Well I didn't say I was a gold metal award winning shooter and would hit a bird with every shell haha. Most of us shoot the same load from mallards to giant canadas so that does include duck hunting (they are a little harder to hit than a goose sometimes  at least for me) and if you make jerky out of all your birds its pretty easy to get rid of, but yes I do end up with quite a few birds every year I would tell you how many but apparently someone will put the numbers together and tell everyone how poor of a shot I am, maybe I could take some lessons sometime :beer:


----------



## pinfeather (Nov 3, 2007)

I like to shoot the 3.5" shells too for all ,after the early season ducks. I guess I like the extra pounding on my shoulder!!! I guess I dont shoot near that many shells, but I dont get to hunt that percent of days during season, so Im jealous!!!!


----------



## the professor (Oct 13, 2006)

we've done some pretty large orders of steel shot over the years, upwards of 50 cases at a time when my grandpa was running a gunshop. the distributors have some pretty nice mulitpliers when you order over 10 cases of a given load. not sure what the rip is anymore though with the increase in ammo prices. call around to various outlets and see what they can do for you. it would help for getting quicker quotes if you have the manufacturer's number for a particular load, example: "PW142BB" for federal hhv 3" 1 1/4 oz BB.
its a lot faster to look up in the catalogs that way.


----------



## PJ (Oct 1, 2002)

the professor said:


> example: "PW142BB" for federal hhv 3" 1 1/4 oz BB.
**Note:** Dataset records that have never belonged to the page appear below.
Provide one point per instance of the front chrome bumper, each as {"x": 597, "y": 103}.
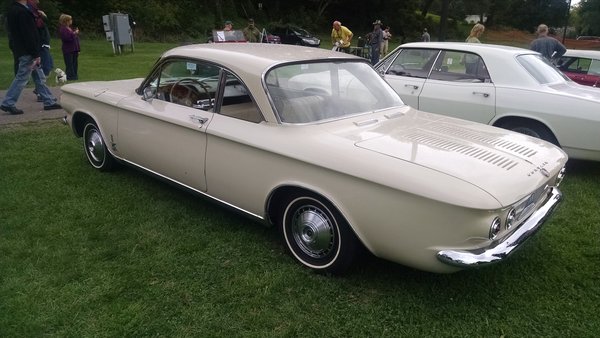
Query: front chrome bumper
{"x": 500, "y": 249}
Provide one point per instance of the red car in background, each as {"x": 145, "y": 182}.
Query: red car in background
{"x": 581, "y": 66}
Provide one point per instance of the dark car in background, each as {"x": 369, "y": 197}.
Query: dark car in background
{"x": 581, "y": 66}
{"x": 293, "y": 35}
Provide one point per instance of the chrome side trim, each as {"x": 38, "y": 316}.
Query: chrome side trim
{"x": 499, "y": 250}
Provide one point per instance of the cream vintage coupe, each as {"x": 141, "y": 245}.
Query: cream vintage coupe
{"x": 316, "y": 143}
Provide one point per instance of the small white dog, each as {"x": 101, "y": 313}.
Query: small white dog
{"x": 61, "y": 76}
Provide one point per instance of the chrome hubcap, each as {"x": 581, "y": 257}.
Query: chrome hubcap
{"x": 313, "y": 231}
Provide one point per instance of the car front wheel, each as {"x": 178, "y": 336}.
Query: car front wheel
{"x": 317, "y": 235}
{"x": 95, "y": 148}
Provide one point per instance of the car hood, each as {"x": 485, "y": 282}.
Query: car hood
{"x": 481, "y": 155}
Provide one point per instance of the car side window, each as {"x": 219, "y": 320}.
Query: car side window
{"x": 460, "y": 66}
{"x": 237, "y": 101}
{"x": 594, "y": 67}
{"x": 413, "y": 63}
{"x": 187, "y": 82}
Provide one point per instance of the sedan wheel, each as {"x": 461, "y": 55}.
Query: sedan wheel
{"x": 317, "y": 235}
{"x": 95, "y": 148}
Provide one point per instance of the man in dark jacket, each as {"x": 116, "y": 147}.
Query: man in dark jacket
{"x": 24, "y": 41}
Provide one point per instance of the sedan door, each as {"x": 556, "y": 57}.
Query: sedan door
{"x": 460, "y": 86}
{"x": 584, "y": 71}
{"x": 407, "y": 71}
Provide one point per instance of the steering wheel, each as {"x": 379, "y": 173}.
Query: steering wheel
{"x": 186, "y": 98}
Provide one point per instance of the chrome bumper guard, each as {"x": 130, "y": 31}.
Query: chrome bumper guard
{"x": 499, "y": 250}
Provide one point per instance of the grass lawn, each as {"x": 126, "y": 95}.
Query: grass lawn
{"x": 84, "y": 253}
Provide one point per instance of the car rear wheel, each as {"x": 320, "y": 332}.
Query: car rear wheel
{"x": 317, "y": 235}
{"x": 530, "y": 128}
{"x": 95, "y": 148}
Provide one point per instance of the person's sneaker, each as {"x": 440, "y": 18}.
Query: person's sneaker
{"x": 53, "y": 106}
{"x": 12, "y": 110}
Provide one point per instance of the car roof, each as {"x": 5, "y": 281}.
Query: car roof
{"x": 254, "y": 57}
{"x": 592, "y": 54}
{"x": 474, "y": 47}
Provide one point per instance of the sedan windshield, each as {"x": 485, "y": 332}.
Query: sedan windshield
{"x": 311, "y": 92}
{"x": 541, "y": 69}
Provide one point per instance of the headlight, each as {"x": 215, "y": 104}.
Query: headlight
{"x": 510, "y": 218}
{"x": 495, "y": 227}
{"x": 560, "y": 176}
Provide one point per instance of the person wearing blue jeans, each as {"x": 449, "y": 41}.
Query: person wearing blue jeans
{"x": 24, "y": 41}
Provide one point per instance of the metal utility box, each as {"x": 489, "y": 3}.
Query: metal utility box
{"x": 118, "y": 31}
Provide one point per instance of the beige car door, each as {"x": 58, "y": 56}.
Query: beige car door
{"x": 459, "y": 85}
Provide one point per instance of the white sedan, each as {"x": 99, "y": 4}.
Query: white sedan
{"x": 336, "y": 161}
{"x": 503, "y": 86}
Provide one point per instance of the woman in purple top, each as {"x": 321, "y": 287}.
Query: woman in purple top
{"x": 70, "y": 45}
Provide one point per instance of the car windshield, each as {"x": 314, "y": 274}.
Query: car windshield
{"x": 311, "y": 92}
{"x": 541, "y": 69}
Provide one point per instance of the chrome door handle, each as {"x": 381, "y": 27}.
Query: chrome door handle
{"x": 200, "y": 119}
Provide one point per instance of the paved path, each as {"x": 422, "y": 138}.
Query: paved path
{"x": 33, "y": 110}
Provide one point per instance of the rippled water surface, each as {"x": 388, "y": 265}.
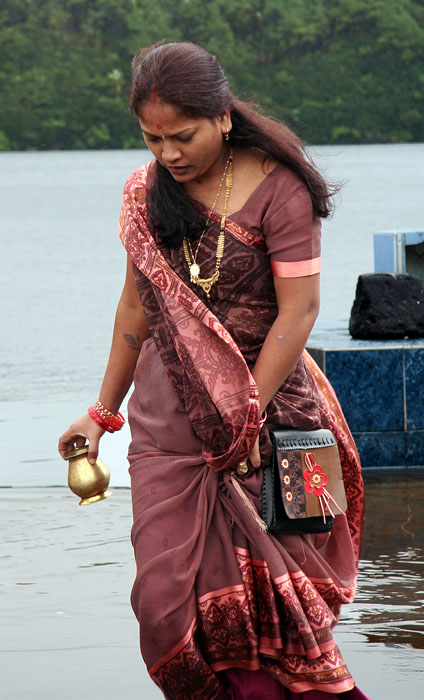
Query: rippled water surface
{"x": 67, "y": 574}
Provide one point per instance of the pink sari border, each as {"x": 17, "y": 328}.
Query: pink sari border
{"x": 302, "y": 268}
{"x": 177, "y": 648}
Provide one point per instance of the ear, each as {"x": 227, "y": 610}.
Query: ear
{"x": 225, "y": 122}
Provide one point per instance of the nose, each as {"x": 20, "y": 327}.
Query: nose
{"x": 170, "y": 152}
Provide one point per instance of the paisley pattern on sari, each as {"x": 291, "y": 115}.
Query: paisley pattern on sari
{"x": 213, "y": 591}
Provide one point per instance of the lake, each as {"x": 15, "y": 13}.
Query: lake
{"x": 62, "y": 271}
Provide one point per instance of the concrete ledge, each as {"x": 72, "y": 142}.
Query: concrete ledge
{"x": 380, "y": 385}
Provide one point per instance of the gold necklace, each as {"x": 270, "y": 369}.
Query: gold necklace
{"x": 191, "y": 258}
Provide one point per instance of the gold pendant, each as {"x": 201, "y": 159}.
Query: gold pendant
{"x": 194, "y": 272}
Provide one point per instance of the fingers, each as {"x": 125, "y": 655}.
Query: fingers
{"x": 255, "y": 455}
{"x": 93, "y": 450}
{"x": 82, "y": 430}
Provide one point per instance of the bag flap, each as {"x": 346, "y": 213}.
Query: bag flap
{"x": 301, "y": 439}
{"x": 311, "y": 480}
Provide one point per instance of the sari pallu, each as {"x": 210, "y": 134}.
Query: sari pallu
{"x": 214, "y": 591}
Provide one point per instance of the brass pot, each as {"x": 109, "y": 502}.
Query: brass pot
{"x": 88, "y": 481}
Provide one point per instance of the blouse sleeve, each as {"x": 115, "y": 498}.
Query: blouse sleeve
{"x": 292, "y": 232}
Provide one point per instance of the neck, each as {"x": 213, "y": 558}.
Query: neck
{"x": 205, "y": 188}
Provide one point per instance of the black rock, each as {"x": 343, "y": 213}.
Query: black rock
{"x": 387, "y": 306}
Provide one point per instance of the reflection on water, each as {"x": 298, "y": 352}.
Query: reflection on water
{"x": 389, "y": 605}
{"x": 67, "y": 574}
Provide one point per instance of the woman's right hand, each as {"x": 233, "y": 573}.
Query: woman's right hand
{"x": 78, "y": 433}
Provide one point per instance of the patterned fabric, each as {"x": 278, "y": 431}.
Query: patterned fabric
{"x": 213, "y": 591}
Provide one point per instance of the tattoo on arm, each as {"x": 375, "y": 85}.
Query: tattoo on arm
{"x": 133, "y": 343}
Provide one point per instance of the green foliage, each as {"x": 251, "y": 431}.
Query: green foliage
{"x": 339, "y": 71}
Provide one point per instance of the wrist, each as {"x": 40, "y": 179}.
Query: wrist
{"x": 104, "y": 418}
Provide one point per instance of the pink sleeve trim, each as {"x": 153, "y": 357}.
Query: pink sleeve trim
{"x": 302, "y": 268}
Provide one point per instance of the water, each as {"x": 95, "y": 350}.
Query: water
{"x": 62, "y": 271}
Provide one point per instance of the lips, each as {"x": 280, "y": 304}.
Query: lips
{"x": 178, "y": 169}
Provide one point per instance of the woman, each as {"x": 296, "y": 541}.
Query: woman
{"x": 222, "y": 235}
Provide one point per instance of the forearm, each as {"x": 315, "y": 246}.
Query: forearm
{"x": 129, "y": 333}
{"x": 280, "y": 353}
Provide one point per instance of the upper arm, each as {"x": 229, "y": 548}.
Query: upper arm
{"x": 292, "y": 231}
{"x": 298, "y": 296}
{"x": 129, "y": 294}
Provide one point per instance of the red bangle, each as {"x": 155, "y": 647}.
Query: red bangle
{"x": 105, "y": 419}
{"x": 262, "y": 420}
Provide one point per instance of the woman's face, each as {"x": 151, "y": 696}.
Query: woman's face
{"x": 191, "y": 148}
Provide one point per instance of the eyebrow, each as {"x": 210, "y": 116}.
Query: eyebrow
{"x": 179, "y": 133}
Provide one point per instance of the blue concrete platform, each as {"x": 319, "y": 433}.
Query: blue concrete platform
{"x": 380, "y": 385}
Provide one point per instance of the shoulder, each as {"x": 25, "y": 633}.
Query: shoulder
{"x": 136, "y": 183}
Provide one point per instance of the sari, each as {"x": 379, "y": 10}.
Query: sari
{"x": 214, "y": 592}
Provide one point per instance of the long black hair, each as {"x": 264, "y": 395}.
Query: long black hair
{"x": 191, "y": 80}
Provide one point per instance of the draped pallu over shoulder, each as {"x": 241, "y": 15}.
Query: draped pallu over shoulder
{"x": 213, "y": 591}
{"x": 226, "y": 412}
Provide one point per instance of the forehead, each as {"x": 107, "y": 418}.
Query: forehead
{"x": 171, "y": 119}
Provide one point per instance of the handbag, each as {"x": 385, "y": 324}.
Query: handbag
{"x": 302, "y": 488}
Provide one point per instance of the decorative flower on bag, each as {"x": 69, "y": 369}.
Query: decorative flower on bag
{"x": 315, "y": 479}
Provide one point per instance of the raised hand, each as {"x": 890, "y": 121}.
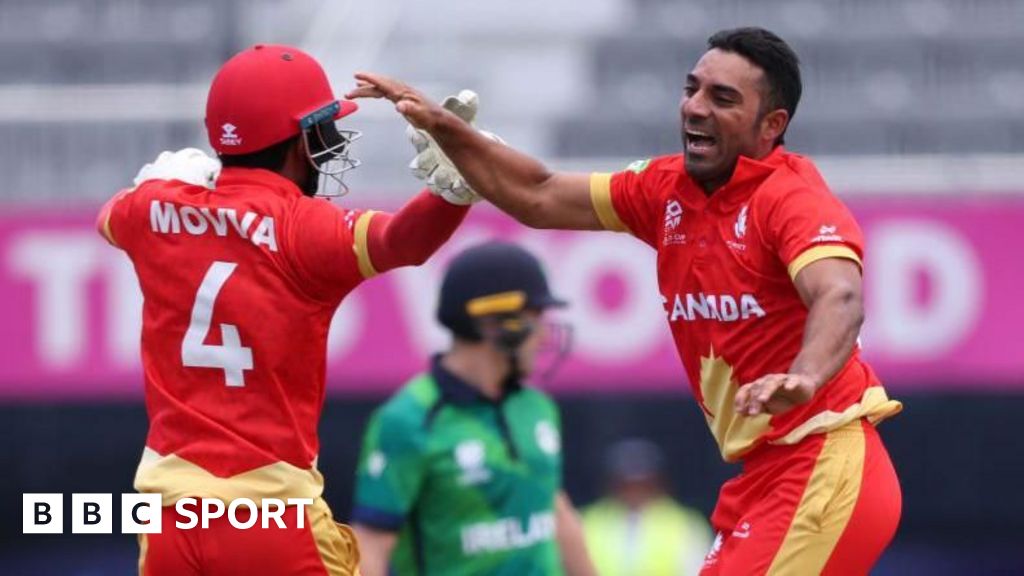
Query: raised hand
{"x": 774, "y": 394}
{"x": 420, "y": 111}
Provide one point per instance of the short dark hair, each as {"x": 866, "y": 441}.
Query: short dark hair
{"x": 270, "y": 158}
{"x": 771, "y": 54}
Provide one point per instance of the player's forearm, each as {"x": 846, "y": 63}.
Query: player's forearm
{"x": 571, "y": 544}
{"x": 413, "y": 234}
{"x": 829, "y": 334}
{"x": 509, "y": 179}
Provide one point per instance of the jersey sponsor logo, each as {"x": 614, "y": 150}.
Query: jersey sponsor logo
{"x": 827, "y": 234}
{"x": 167, "y": 217}
{"x": 228, "y": 134}
{"x": 638, "y": 166}
{"x": 470, "y": 456}
{"x": 548, "y": 439}
{"x": 720, "y": 307}
{"x": 508, "y": 534}
{"x": 673, "y": 215}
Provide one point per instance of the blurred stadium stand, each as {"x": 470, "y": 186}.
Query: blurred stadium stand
{"x": 918, "y": 95}
{"x": 99, "y": 85}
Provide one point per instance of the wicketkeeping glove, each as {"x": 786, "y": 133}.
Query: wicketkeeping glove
{"x": 188, "y": 165}
{"x": 432, "y": 166}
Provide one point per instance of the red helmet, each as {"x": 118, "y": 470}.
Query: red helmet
{"x": 266, "y": 94}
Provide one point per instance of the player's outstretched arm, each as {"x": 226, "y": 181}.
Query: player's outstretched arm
{"x": 576, "y": 559}
{"x": 375, "y": 549}
{"x": 832, "y": 290}
{"x": 413, "y": 234}
{"x": 515, "y": 182}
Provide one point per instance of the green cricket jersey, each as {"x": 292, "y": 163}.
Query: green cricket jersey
{"x": 468, "y": 483}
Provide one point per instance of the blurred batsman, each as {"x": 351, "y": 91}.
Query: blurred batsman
{"x": 760, "y": 272}
{"x": 242, "y": 274}
{"x": 461, "y": 469}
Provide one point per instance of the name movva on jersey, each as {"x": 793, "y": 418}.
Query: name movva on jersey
{"x": 167, "y": 217}
{"x": 722, "y": 307}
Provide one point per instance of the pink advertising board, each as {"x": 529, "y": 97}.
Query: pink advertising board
{"x": 944, "y": 298}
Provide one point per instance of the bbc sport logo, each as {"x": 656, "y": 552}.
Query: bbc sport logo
{"x": 142, "y": 513}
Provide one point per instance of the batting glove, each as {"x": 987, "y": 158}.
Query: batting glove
{"x": 432, "y": 166}
{"x": 188, "y": 165}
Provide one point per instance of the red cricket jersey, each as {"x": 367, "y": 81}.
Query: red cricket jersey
{"x": 725, "y": 269}
{"x": 240, "y": 287}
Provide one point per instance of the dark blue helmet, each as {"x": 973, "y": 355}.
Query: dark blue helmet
{"x": 492, "y": 279}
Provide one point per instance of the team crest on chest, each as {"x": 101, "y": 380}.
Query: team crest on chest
{"x": 739, "y": 231}
{"x": 470, "y": 455}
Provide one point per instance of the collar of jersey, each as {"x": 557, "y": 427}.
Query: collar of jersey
{"x": 456, "y": 391}
{"x": 235, "y": 175}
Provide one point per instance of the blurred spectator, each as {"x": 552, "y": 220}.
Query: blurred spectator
{"x": 638, "y": 529}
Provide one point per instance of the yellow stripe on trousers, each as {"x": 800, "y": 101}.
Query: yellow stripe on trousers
{"x": 826, "y": 504}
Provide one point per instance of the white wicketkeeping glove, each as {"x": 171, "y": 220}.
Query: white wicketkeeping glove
{"x": 188, "y": 165}
{"x": 432, "y": 166}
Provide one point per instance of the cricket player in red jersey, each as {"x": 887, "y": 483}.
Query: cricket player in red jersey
{"x": 241, "y": 283}
{"x": 760, "y": 272}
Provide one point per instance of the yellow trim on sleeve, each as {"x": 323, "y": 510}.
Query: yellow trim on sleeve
{"x": 600, "y": 197}
{"x": 361, "y": 246}
{"x": 503, "y": 302}
{"x": 819, "y": 253}
{"x": 105, "y": 230}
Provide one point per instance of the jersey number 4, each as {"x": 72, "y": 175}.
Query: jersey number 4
{"x": 230, "y": 357}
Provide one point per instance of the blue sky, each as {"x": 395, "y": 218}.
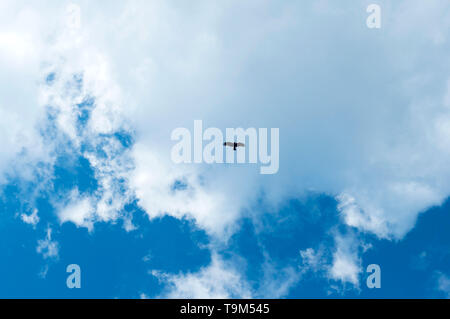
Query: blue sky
{"x": 89, "y": 96}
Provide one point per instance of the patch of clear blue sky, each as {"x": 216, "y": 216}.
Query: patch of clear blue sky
{"x": 115, "y": 263}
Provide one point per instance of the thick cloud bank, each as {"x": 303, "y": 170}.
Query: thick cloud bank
{"x": 363, "y": 114}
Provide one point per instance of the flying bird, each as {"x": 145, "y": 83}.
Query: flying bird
{"x": 234, "y": 145}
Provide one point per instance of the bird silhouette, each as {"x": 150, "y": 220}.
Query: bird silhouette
{"x": 233, "y": 145}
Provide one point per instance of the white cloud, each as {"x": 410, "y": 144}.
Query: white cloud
{"x": 32, "y": 219}
{"x": 218, "y": 280}
{"x": 79, "y": 211}
{"x": 346, "y": 264}
{"x": 48, "y": 247}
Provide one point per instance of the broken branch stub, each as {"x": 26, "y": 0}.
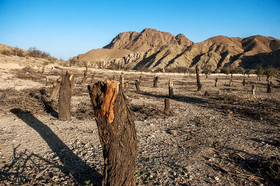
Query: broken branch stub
{"x": 199, "y": 85}
{"x": 65, "y": 94}
{"x": 117, "y": 132}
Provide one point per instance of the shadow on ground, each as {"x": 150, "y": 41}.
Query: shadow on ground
{"x": 71, "y": 162}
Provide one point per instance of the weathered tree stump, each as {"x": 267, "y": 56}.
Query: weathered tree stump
{"x": 216, "y": 82}
{"x": 65, "y": 94}
{"x": 269, "y": 87}
{"x": 122, "y": 81}
{"x": 56, "y": 88}
{"x": 155, "y": 81}
{"x": 170, "y": 87}
{"x": 244, "y": 82}
{"x": 117, "y": 132}
{"x": 92, "y": 79}
{"x": 230, "y": 82}
{"x": 85, "y": 76}
{"x": 166, "y": 106}
{"x": 137, "y": 85}
{"x": 254, "y": 87}
{"x": 199, "y": 85}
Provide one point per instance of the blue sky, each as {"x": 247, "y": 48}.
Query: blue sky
{"x": 66, "y": 28}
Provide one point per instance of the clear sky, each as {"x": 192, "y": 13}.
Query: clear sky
{"x": 66, "y": 28}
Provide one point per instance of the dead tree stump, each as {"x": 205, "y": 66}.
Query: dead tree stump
{"x": 56, "y": 88}
{"x": 85, "y": 76}
{"x": 137, "y": 85}
{"x": 269, "y": 87}
{"x": 155, "y": 81}
{"x": 117, "y": 132}
{"x": 92, "y": 79}
{"x": 65, "y": 94}
{"x": 216, "y": 82}
{"x": 199, "y": 85}
{"x": 254, "y": 87}
{"x": 230, "y": 82}
{"x": 171, "y": 92}
{"x": 166, "y": 106}
{"x": 122, "y": 81}
{"x": 244, "y": 82}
Aweeee, the Drake Killer load! Nice.


----------



## nodakoutdoors.com (Feb 27, 2002)

PJ said:


> the professor said:
> 
> 
> > example: "PW142BB" for federal hhv 3" 1 1/4 oz BB.
> ...


Darn skippy! Only load I've shot for 4 years now.


----------



## wildrice (Sep 11, 2007)

Sorry if this has been asked before, but anybody have experience with Federals Snow Goose loads, specifically 3"1 1/8 oz #2's, 1675 fps. I know speed kills guess I'm just a little worried about blown patterns, Will be shooting out of a Brilley IM choke tube

Thanks for any assisstance.

Wild rice


----------



## Hunter_58346 (May 22, 2003)

http://www.blackcloudammo.com/products_ ... hokes.aspx


----------